46 Followers
43 Following
brianmartin

Gurglings of a Putrid Stream

Thoughts on books and other assorted topics.

See also:  http://goppf.wikidot.com/swstart

My name:  Brian Martin

Notes on The Spy Who Loved Me by Ian Fleming

The Spy Who Loved Me (James Bond) - Ian Fleming

* The tenth Bond book.

* Having already experimented with a James Bond story that wasn't about Bond at all (the marvelous "Quantum of Solace"), Fleming here tells a Bond story in the voice of a young French-Canadian woman held hostage by a couple of underworld thugs in an otherwise deserted motel in the Adirondacks. It's not as good as the earlier short story, but it's a daring change of pace, and gripping once the action starts.

* Before that, roughly the first third of the novel, we have Vivienne's reminiscences of her early life and the affairs that eventually led her to the motel at exactly the wrong time. Or was it, in fact, the right time? One of the thugs is named Sluggsy, and the truth is Vivienne has been abused by slugs all her adult life. Bond provides a welcome dash of contrast.

* For all the misguided talk of misogyny in the Bond novels, and the more accurate charges of chauvinism, I wonder how people will react to the treatment of men in this book. They're all scum, with the questionable exception of Bond himself. (Bond, at heart, is a softie, and Fleming, too, I think. Unable to stop himself from having Bond fall for the women he meets, it's as if Fleming was delighted, at last, to tell a story in which he didn't have to worry about that. And the only way he could do it? By claiming--tongue in cheek, of course--that he didn't write it.)

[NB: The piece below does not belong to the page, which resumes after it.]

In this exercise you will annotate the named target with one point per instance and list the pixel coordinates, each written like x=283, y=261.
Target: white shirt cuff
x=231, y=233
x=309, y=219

* Fleming evidently wasn't happy with the book's critical reception and allowed only the title to be used when he sold the movie rights. That, I think, was a cowardly mistake, in the sense that the Bond film franchise could itself have done with a change of pace. I applaud Fleming for trying something so out of character, and even though it certainly isn't one of the best Bond books, it has its quirky place among them.



* The tenth Bond film (Roger Moore).

* As mentioned, Fleming allowed only the title to be used, so there's no other connection between book and film (unless you count Jaws' teeth, a hint of which can be found in the book).

* This, however, opens the field to one of the best ideas of the series: Bond working together with a female Russian agent. Ah, no, that's not actually correct. It would have been a great idea for a real movie (or one of Fleming's novels), but plunked down in a Bond movie, it naturally goes to waste, freighted as it with the inevitable baggage of Bond's absolute superiority and the need for the woman agent to succumb to Bond's charms with the least provocation imaginable. (It is significant that when Anya mentions the death of Bond's wife, Bond emphatically changes the subject, but not long after Anya discovers that Bond killed her fiance, she's happily sleeping with Bond.)

* Considered by some to be Roger Moore's best Bond movie, and it certainly has its moments. It is without question the film I would most highly recommend to 13- to 14-year-old boys. (In Barbara Bach and Caroline Munro, there is much fuel for heated fantasy.) But that's also its problem; the adult mind has a rough time with the story, particularly the crux of it--the liaison between the English and Russian Secret Services. I'm sure Fleming was tossing in his grave when he saw a Russian agent being ushered through Q's workshop and airlifted onto an American nuclear submarine. In typical fashion, the sheer scale of the film is its undoing.

* On second thought, I won't give the screenwriters full credit for the idea of pairing Bond with a woman agent. Though Vivienne of the novel was no agent, she did end up working with him to some degree. Which is, really, all that can said of Anya in the film.

* Great theme song, sung by Carly Simon.